Curtis Park is bordered by Brighton Boulevard/ Blake Street to the North, Welton Street to the South, Downing Street to the East, and 20th Street to the West
Land for Curtis Park was donated in 1868 while the city was still in its infancy. As such, Curtis Park is Denver’s first public park. The Curtis Park neighborhood was also the first of Denver’s many “street-car” suburbs. By 1871, horse-draw streetcars ran on rails that stretched along Champa between downtown and 27th Street. Other lines soon followed on nearby Larimer, Curtis, Stout, and Welton Streets.
Several of the city’s early movers and shakers lived in the neighborhood; Mayor Wolfe Londoner, merchant Jay Joslin, and Colorado Governor William Gilpin. Ornate front porches, high-ceilings, elongated windows, and flat roofs all exemplify the Italianate-style that was popular at the time. Many of Curtis Park’s stately Victorian-Era homes underwent extensive renovations in the early 1980’s, kicking off a renaissance that continues to this day. The area immediately north of the central business district, continues to play a significant role in the neighborhood’s allure. That, and housing prices which represent some of the best values in the city.
Curtis Park encompasses three designated historic districts, Clements, Glenarm Place, and San Rafael. The area highlights an eclectic mix of historic homes which include grand Victorians, Queen Annes, Denver Squares, and Brownstone-style row houses.
Following a decades-long hiatus, “streetcars,” in the form of light rail trains, once again traverse the neighborhood. Today lofts, condos, and townhomes seem to crop up daily as the area continues to grow.

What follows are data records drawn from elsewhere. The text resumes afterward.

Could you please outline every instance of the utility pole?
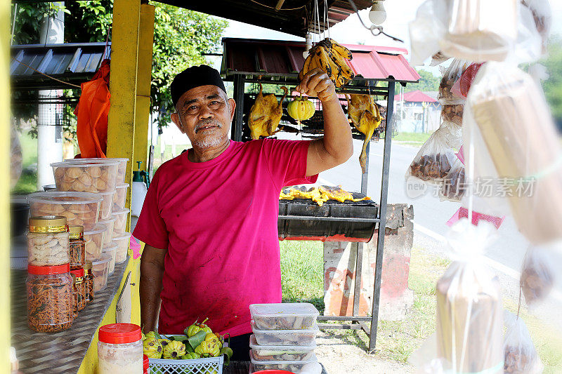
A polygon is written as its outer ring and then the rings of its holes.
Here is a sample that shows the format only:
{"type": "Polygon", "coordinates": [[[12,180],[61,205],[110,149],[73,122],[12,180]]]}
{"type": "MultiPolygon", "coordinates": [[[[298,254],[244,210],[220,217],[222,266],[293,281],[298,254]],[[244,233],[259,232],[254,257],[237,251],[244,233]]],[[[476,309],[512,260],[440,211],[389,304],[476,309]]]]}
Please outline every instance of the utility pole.
{"type": "MultiPolygon", "coordinates": [[[[63,2],[52,3],[51,6],[62,9],[63,2]]],[[[59,10],[43,20],[39,43],[44,45],[65,42],[65,13],[59,10]]],[[[63,95],[63,90],[41,90],[39,100],[63,95]]],[[[38,106],[37,115],[37,189],[45,185],[55,183],[51,163],[63,161],[63,104],[42,104],[38,106]]]]}

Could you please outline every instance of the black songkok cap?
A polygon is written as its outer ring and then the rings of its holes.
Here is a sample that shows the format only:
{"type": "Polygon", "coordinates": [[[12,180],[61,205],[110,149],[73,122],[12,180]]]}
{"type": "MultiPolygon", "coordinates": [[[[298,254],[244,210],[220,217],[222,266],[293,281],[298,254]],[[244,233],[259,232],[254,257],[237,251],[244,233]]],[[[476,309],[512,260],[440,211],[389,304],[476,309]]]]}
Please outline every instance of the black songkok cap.
{"type": "Polygon", "coordinates": [[[216,69],[208,65],[188,67],[176,75],[170,85],[174,106],[176,107],[181,95],[191,88],[207,85],[216,86],[226,93],[221,74],[216,69]]]}

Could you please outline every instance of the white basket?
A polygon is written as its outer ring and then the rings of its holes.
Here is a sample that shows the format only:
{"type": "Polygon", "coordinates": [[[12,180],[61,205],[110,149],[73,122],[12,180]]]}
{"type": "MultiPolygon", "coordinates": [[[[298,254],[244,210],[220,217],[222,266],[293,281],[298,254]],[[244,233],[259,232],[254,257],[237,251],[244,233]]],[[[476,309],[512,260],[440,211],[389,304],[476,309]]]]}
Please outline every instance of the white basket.
{"type": "Polygon", "coordinates": [[[149,359],[149,374],[222,374],[222,356],[192,360],[149,359]]]}

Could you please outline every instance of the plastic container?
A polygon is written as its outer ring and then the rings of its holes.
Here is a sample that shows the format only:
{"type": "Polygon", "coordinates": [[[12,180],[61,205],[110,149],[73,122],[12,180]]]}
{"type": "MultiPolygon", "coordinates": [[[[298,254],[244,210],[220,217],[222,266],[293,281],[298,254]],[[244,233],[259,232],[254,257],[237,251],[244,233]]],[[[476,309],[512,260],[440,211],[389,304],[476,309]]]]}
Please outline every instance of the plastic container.
{"type": "Polygon", "coordinates": [[[98,194],[102,197],[101,203],[100,203],[98,220],[110,220],[111,219],[111,213],[113,211],[113,196],[115,195],[115,191],[100,192],[98,194]]]}
{"type": "Polygon", "coordinates": [[[86,262],[86,241],[84,240],[84,227],[69,226],[68,247],[70,269],[83,268],[86,262]]]}
{"type": "Polygon", "coordinates": [[[96,229],[84,233],[84,239],[86,241],[86,260],[96,261],[100,258],[101,249],[103,248],[103,236],[110,235],[105,227],[96,227],[96,229]]]}
{"type": "Polygon", "coordinates": [[[113,243],[117,245],[117,253],[115,257],[115,262],[120,264],[127,259],[129,253],[129,246],[131,243],[131,233],[126,232],[123,235],[113,238],[113,243]]]}
{"type": "Polygon", "coordinates": [[[77,160],[51,164],[59,191],[108,192],[115,191],[119,162],[77,160]]]}
{"type": "Polygon", "coordinates": [[[258,361],[308,361],[314,355],[316,344],[310,346],[259,345],[254,335],[250,336],[250,348],[258,361]]]}
{"type": "Polygon", "coordinates": [[[72,325],[72,278],[68,264],[27,266],[27,324],[39,333],[58,333],[72,325]]]}
{"type": "Polygon", "coordinates": [[[30,212],[34,215],[63,215],[69,226],[92,229],[98,222],[101,196],[88,192],[37,192],[27,196],[30,212]]]}
{"type": "Polygon", "coordinates": [[[27,233],[27,263],[35,266],[67,264],[70,260],[66,218],[43,215],[30,218],[27,233]]]}
{"type": "Polygon", "coordinates": [[[305,365],[318,363],[318,359],[313,354],[306,361],[260,361],[256,359],[254,349],[250,349],[250,362],[254,370],[253,373],[261,370],[286,370],[291,373],[299,373],[305,365]]]}
{"type": "Polygon", "coordinates": [[[143,340],[138,325],[103,326],[98,338],[98,374],[143,373],[143,340]]]}
{"type": "Polygon", "coordinates": [[[113,211],[117,212],[125,208],[125,201],[127,198],[129,183],[117,185],[115,188],[115,195],[113,196],[113,211]]]}
{"type": "Polygon", "coordinates": [[[84,269],[70,270],[72,283],[72,310],[74,318],[86,307],[86,284],[84,283],[84,269]]]}
{"type": "Polygon", "coordinates": [[[111,261],[110,261],[110,275],[113,274],[113,272],[115,270],[115,253],[117,251],[117,245],[113,243],[113,242],[110,243],[110,245],[107,247],[104,247],[102,249],[102,253],[107,253],[111,256],[111,261]]]}
{"type": "MultiPolygon", "coordinates": [[[[111,215],[110,215],[111,217],[111,215]]],[[[109,220],[105,220],[103,221],[98,221],[97,228],[100,229],[102,227],[105,227],[107,231],[105,234],[103,235],[103,246],[107,247],[111,243],[111,240],[113,237],[113,225],[115,224],[115,221],[117,218],[110,218],[109,220]]]]}
{"type": "Polygon", "coordinates": [[[113,237],[120,236],[125,234],[127,227],[127,218],[129,218],[129,209],[123,209],[111,213],[111,216],[117,218],[115,224],[113,225],[113,237]]]}
{"type": "Polygon", "coordinates": [[[86,290],[86,303],[89,304],[93,301],[93,272],[92,272],[92,263],[86,261],[84,265],[84,283],[86,290]]]}
{"type": "Polygon", "coordinates": [[[250,314],[259,330],[306,330],[320,314],[307,302],[251,304],[250,314]]]}
{"type": "Polygon", "coordinates": [[[107,279],[110,276],[110,262],[111,255],[102,253],[99,260],[92,262],[93,292],[99,292],[107,286],[107,279]]]}
{"type": "Polygon", "coordinates": [[[113,162],[118,161],[117,165],[117,185],[125,182],[125,174],[127,171],[127,161],[129,159],[121,158],[105,158],[105,159],[67,159],[65,162],[74,162],[74,163],[79,163],[81,162],[113,162]]]}
{"type": "Polygon", "coordinates": [[[320,331],[315,323],[310,330],[259,330],[251,321],[251,330],[259,345],[299,345],[310,347],[320,331]]]}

Anchoring the neighborhood is the historic Rossonian Hotel.
Curtis Park was once a Mecca for jazz greats such as Lionel Hampton, Charlie Parker, and Duke Ellington. These amazing artists would jam all night during stopovers on coast-to-coast tours.
Curtis Park is now home to a diverse mix of artists and young professionals who are enjoying an exciting cultural renaissance.
Twenty-two galleries and studios along Curtis Park’s northwest edge have banded together as River North Art District (RiNo, pronounced “rhino”). It is a stimulating new creative center that has grown from the railroad and mining industries. RiNo is anchored by the Forney Museum, the National Western Stock Show Complex, and the Denver Coliseum on the north and Coors Field on the south.
Each summer, the lively Juneteenth festival draws crowds from around the metro area. The festival celebrates Black cultural heritage with great food, music, arts-and-crafts booths, and carnival rides. Juneteenth stands for June 19th, the day that Union soldiers arriving in Texas announced the end of slavery.